The [Tesseract](https://tesseract-ocr.github.io/tessdoc/#introduction) open-source OCR
engine is the first step in our pipeline and extracts the bulk of text from document
pages.

Since v4, Tesseract uses
[LSTM (Long Short-Term Memory)](https://tesseract-ocr.github.io/tessdoc/tess4/NeuralNetsInTesseract4.00.html)
neural network, combining traditional OCR techniques with modern neural networks.

## Configuration

<ParamField query="ZOOM_FACTOR" type="number" default="2.0">
  Scaling factor for image processing before OCR. Higher values increase resolution but
  require more processing power.
</ParamField>

<ParamField query="OCR_CONFIDENCE_THRESHOLD" type="number" default="30.0">
  Minimum confidence threshold percentage for OCR results.

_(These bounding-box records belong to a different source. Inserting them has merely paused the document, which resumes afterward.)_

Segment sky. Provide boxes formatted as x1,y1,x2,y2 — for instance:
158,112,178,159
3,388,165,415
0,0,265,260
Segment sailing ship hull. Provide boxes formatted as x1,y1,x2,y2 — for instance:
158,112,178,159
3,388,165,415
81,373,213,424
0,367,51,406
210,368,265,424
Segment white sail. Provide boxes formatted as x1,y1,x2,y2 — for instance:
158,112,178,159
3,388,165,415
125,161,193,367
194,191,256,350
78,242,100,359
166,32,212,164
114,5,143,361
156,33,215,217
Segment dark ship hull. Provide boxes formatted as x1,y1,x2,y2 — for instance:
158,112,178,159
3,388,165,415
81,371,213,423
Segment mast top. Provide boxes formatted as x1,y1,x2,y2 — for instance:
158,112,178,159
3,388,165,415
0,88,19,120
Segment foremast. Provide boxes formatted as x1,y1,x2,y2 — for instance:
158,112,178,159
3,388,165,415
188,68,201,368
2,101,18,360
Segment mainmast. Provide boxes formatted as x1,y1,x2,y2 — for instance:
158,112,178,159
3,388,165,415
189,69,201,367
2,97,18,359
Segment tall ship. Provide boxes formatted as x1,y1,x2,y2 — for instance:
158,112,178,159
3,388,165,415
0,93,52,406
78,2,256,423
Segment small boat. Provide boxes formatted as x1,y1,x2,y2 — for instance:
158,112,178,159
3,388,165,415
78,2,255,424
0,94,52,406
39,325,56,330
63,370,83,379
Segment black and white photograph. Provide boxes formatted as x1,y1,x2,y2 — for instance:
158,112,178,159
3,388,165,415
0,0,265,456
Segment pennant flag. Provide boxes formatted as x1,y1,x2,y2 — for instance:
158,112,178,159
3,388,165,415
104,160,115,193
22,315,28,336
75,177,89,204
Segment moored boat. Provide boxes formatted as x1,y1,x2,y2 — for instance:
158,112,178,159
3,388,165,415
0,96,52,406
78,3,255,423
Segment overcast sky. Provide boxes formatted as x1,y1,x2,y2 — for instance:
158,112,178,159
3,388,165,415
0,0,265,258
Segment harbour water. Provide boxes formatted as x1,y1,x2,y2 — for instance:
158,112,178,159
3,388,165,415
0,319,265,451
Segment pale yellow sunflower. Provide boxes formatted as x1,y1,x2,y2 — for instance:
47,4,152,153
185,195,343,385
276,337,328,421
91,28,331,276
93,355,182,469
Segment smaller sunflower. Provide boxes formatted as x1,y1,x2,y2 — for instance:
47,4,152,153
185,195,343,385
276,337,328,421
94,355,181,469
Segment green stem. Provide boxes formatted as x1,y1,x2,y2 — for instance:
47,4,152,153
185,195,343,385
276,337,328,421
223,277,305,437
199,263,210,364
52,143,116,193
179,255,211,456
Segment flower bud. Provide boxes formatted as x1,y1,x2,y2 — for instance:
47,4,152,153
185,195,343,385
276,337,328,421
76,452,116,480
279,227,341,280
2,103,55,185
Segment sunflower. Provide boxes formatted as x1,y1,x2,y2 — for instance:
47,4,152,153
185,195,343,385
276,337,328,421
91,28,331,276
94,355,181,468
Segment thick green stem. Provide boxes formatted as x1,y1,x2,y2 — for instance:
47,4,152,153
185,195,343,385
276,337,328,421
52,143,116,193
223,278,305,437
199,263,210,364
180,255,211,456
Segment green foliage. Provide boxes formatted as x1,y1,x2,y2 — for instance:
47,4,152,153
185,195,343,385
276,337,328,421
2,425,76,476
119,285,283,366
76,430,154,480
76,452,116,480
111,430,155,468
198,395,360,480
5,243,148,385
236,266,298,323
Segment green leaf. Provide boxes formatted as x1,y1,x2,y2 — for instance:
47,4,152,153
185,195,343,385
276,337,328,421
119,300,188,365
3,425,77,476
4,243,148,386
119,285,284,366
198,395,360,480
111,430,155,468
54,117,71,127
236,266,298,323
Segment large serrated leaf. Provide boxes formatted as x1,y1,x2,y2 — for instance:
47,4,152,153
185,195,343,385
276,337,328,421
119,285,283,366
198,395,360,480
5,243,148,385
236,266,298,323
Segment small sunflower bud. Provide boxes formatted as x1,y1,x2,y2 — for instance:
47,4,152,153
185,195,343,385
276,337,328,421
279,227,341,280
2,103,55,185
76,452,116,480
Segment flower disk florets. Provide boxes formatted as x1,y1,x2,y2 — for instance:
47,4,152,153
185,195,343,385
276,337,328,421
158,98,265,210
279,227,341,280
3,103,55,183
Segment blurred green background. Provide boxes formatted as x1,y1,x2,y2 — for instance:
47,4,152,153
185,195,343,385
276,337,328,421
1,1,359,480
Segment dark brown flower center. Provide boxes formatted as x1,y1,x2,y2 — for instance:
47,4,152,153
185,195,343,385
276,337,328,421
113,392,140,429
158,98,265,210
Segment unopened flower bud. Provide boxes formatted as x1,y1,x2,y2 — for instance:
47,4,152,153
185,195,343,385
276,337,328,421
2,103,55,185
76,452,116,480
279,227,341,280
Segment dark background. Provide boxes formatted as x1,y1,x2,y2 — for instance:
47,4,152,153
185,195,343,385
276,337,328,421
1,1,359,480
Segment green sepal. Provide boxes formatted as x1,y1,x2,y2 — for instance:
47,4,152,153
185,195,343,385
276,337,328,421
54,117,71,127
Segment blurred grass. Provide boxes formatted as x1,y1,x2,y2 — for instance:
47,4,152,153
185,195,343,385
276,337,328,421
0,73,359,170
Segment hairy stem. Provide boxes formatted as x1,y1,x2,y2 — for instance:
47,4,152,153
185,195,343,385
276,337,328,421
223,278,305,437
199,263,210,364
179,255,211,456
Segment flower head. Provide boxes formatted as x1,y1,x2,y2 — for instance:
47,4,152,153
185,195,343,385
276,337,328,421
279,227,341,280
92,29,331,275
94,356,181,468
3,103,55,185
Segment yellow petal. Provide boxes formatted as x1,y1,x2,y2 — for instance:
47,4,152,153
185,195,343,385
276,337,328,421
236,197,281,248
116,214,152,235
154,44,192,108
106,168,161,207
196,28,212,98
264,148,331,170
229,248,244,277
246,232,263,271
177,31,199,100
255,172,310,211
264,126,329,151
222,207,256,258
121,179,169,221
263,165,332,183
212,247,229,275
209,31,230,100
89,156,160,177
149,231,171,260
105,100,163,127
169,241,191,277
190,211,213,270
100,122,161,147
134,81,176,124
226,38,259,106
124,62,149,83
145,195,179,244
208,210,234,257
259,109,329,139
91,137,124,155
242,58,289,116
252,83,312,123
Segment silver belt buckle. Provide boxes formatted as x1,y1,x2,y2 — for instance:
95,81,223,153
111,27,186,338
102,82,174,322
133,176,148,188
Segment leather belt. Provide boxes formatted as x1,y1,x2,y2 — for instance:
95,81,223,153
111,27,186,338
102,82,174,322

Pages with confidence below
  this threshold may be processed by the Vision Language Model if enabled.
</ParamField>

## Hardware Requirements

Tesseract is CPU-intensive but optimized for modern hardware.

## Installation

Tesseract is a system dependency and needs to be installed separately from Python.

On MacOS, we recommend installing with Homebrew. Other ways to
[install it](https://github.com/tesseract-ocr/tessdoc?tab=readme-ov-file#compiling-and-installation).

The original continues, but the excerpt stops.